28 de fev de 2010

Em BH, Plínio defende unidade da esquerda e trabalhadores sem terra.



O debate entre os pré-candidatos à Presidência da República pelo PSOL realizado neste sábado (27) na cidade de Belo Horizonte reuniu cerca de 100 militantes para ouvir as propostas dos três postulantes à representar o partido nas eleições presidenciais de 2010. A avitidade aconteceu no plenário da Câmara Municipal de Belo Horizonte.
A atividade contou com a presença da presidenta nacional do PSOL, a vereadora Heloísa Helena, que fez uma intervenção em defesa da pré-candidatura de Martiniano e disse que não se arrepende de ter defendido o apoio do PSOL à candidatura de Marina Silva, pelo PV.
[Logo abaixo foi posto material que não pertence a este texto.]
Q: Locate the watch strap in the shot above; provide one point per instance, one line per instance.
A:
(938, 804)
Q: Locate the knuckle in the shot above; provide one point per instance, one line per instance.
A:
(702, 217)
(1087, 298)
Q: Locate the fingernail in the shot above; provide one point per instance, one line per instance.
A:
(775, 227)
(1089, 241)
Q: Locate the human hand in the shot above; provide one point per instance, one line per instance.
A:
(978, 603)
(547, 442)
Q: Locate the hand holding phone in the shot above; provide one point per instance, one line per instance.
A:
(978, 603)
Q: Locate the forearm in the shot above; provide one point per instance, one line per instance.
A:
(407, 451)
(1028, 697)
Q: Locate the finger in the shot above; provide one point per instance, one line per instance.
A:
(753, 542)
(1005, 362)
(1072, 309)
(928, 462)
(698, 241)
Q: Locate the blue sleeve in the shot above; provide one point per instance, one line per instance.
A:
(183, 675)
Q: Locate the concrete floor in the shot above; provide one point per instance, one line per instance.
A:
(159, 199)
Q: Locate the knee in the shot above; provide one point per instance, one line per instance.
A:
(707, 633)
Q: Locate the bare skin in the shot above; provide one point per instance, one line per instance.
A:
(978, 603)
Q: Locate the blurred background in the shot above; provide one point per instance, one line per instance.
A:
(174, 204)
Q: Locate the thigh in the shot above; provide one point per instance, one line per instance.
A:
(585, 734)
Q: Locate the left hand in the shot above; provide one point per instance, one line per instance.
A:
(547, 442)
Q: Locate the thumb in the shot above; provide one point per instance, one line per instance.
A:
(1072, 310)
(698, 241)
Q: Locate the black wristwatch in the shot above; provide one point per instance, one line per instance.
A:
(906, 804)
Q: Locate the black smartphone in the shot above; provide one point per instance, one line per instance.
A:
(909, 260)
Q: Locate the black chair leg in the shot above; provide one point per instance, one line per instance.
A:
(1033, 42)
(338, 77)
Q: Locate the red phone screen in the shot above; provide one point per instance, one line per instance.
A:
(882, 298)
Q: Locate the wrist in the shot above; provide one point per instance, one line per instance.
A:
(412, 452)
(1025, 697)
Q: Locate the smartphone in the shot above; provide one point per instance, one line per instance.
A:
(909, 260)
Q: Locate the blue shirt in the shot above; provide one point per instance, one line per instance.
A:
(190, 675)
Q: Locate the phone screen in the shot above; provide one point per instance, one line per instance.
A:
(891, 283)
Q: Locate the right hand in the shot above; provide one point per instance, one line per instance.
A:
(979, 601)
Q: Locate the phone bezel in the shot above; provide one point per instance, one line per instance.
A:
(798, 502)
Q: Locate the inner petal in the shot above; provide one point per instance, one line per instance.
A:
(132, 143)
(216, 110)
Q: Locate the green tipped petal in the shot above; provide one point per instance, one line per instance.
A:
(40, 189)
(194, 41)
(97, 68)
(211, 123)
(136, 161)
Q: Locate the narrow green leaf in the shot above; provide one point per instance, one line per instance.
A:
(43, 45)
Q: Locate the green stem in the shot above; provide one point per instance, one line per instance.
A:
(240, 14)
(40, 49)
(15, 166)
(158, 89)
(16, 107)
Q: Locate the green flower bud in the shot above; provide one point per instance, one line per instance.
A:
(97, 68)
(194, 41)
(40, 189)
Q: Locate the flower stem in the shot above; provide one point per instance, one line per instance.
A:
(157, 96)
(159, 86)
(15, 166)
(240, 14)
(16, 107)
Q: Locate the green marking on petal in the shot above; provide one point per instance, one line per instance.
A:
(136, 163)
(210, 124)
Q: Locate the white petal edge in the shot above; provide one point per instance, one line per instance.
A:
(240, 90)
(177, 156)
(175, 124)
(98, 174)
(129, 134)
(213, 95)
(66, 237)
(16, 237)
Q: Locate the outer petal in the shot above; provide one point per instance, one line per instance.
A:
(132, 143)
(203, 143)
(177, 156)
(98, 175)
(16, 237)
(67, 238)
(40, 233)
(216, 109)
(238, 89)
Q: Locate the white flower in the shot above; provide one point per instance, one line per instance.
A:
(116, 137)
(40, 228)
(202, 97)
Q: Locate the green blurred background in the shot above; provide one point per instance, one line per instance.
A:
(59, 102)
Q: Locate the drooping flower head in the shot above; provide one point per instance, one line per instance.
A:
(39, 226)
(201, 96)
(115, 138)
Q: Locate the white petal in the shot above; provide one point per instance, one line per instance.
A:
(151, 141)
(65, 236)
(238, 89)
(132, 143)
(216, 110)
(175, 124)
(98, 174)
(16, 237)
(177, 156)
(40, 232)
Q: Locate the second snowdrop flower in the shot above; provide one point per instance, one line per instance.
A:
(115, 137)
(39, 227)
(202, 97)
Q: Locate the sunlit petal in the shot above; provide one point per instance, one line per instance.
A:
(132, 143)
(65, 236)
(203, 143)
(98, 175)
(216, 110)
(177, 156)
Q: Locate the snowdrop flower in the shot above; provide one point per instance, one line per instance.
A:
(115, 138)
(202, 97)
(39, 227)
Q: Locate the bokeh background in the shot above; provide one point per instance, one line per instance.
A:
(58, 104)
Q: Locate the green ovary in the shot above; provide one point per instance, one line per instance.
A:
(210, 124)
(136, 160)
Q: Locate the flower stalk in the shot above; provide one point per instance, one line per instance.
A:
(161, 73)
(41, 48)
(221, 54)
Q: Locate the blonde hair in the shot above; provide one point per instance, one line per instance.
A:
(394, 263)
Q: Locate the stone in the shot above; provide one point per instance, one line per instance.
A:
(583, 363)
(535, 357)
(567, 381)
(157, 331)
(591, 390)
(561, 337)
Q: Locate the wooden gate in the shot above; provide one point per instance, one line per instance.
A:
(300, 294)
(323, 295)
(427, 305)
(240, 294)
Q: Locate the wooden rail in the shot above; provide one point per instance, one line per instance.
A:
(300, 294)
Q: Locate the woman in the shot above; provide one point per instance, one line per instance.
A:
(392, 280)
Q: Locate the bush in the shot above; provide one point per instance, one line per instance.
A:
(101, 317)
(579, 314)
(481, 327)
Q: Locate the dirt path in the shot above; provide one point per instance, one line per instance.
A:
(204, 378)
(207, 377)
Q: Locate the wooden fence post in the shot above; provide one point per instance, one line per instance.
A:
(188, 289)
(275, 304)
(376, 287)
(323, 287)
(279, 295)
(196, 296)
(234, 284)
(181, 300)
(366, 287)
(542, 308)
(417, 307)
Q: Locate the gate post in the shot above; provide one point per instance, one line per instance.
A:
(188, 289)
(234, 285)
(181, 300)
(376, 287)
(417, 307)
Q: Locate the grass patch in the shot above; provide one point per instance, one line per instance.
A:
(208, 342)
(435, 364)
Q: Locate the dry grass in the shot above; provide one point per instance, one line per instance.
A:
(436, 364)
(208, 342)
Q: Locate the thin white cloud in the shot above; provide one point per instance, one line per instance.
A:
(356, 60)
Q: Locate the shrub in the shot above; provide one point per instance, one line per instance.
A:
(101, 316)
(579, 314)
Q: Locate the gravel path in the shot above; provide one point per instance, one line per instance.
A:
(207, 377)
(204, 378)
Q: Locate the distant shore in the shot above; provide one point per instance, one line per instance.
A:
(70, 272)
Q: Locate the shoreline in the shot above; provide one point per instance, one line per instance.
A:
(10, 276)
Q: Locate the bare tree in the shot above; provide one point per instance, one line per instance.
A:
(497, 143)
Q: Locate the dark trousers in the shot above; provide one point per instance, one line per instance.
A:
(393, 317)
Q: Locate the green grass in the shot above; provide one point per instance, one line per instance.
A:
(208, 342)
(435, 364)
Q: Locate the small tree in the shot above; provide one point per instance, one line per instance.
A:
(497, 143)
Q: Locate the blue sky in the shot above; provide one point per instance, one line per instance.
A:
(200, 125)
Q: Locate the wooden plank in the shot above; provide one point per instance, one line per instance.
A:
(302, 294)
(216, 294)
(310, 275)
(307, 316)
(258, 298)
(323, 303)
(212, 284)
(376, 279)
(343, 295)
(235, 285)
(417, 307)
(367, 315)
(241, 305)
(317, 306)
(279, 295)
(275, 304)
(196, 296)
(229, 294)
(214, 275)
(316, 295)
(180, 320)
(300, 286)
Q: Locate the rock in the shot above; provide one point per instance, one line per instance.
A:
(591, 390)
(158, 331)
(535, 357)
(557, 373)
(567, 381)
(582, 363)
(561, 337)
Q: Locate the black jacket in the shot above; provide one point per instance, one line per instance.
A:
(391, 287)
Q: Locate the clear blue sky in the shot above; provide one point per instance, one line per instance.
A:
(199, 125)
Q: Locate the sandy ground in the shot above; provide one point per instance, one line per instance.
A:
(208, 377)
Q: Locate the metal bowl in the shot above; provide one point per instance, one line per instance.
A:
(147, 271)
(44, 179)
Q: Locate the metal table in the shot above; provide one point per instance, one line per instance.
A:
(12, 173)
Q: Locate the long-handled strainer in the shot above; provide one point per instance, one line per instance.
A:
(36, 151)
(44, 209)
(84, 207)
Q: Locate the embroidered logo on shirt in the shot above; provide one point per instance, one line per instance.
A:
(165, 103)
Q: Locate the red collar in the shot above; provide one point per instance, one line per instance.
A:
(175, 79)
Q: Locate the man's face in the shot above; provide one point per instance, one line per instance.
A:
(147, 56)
Durante o debate, Plínio reiterou a necessidade do PSOL ser “generoso” no debate com os partidos que compuseram a Frente de Esquerda em 2006 (PSTU e PCB) para que a unidade da esquerda seja reeditada nas eleições deste ano, e também buscar atrair o apoio dos movimentos sociais combativos. Além da busca da unificação dos socialistas, Plínio elencou como tarefas do PSOL nas eleições a mobilização para ampliar a implantação do partido nos estados – consolidando os diretórios já existentes e criando novos -, manter e buscar ampliar as bancadas parlamentares. “Temos três companheiros que merecem maior destaque para garantir essa tarefa”, disse Plínio referindo-se aos deputados federais do PSOL (Chico Alencar, Ivan Valente e Luciana Genro).
Plínio também defendeu que o PSOL faça uma defesa firme dos trabalhadores rurais sem-terra. Questionado por Martiniano Cavalcante sobre a defesa da ação do MST na fazenda ocupada pela multinacional Cutrale, cuja área é da União, Plínio lembrou que “se não fizermos uma defesa radical, eles [setores do agronegócio, ruralistas, a grande mídia e a burguesia nacional] vão pra cima dos movimentos”. Sampaio complementou afirmando que “derrubar 30 mil pés de laranjas pode ser um desastre, mas desastre muito maior são 30 mil famílias passando fome”. Plínio lembrou que a mesma radicalidade é necessária na defesa dos três dirigentes do Movimento Terra, Trabalho e Liberdade (MTL), condenados judicialmente por lutar pela reforma agrária. Plínio tem acompanhado a defesa jurídica de João Batista da Fonseca, Dim Cabral e Marilda Ribeiro.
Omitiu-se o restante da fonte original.